PHILADELPHIA, PA - JULY 23: Third baseman Pablo Sandoval #48 of the San Francisco Giants makes a diving stop but was unable to throw out center fielder Ben Revere #2 of the Philadelphia Phillies in the bottom of the first inning on July 23, 2014 at Citize
Mitchell Leff/Getty Images

But luckily for Sandoval, that publicity is coming just as he gears up to enter free agency, and the lack of available talent at third base—or at any offensive position, for that matter—is sure to fetch the Giants third baseman an even more lucrative deal.

For now, though, the Giants will need their cleanup hitter to keep doing what he's doing if they're to have any shot of catching the Dodgers in the NL West, perhaps echoing shades of Buster Posey's 2012 MVP campaign.

That year, Posey hit .385/.456/.646 after the All-Star break, propelling the Giants to a 48-28 second-half run that pushed them past the Dodgers and into the playoffs and, ultimately, sent them to the World Series.

Of course, Posey's second-half explosion spanned 257 at-bats, while Sandoval has a ways to go himself.

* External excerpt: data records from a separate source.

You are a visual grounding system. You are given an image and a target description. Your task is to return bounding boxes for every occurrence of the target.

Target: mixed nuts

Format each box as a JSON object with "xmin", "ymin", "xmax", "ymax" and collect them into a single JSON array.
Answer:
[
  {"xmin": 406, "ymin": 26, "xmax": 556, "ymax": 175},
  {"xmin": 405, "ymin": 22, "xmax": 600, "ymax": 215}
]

But the Giants third baseman might not have to even approach an MVP-type performance for the team to return to offensive respectability.

For one, Posey might be on to something as well; he's hitting .344 with a .987 OPS since the break. Rookie second baseman Joe Panik, a model of inconsistency since his call-up in June, has eight hits in his last three games and is hitting .324 since the break. Plus, leadoff hitter Angel Pagan returns on Thursday and should give the Giants the usual one-two-three punch they've been lacking.

Still, it all comes back to Sandoval. Pagan, Hunter Pence and Posey are a nice trio to start off the lineup, but it's up to Sandoval to drive them in. And with teams often pitching around Posey, as was the case when he walked four times against the Mets on Monday, Sandoval becomes especially key.

"Pablo really picked us up," manager Bruce Bochy told the San Jose Mercury News' Alex Pavlovic on Monday after Sandoval's big performance helped the Giants beat the Mets. "You're hoping the guy behind (Posey) can pick it up, and Pablo did. He had a terrific game."

That continued protection will be key, and it could just be enough to help the Giants return to the success they found in May and early June. Of course, Sandoval won't be able to do it alone, and the pitching rotation will have to overcome some uncertainty—namely, Matt Cain's season-ending right-elbow injury and Tim Lincecum's poor recent form. But a healthy and red-hot Sandoval is a step in the right direction.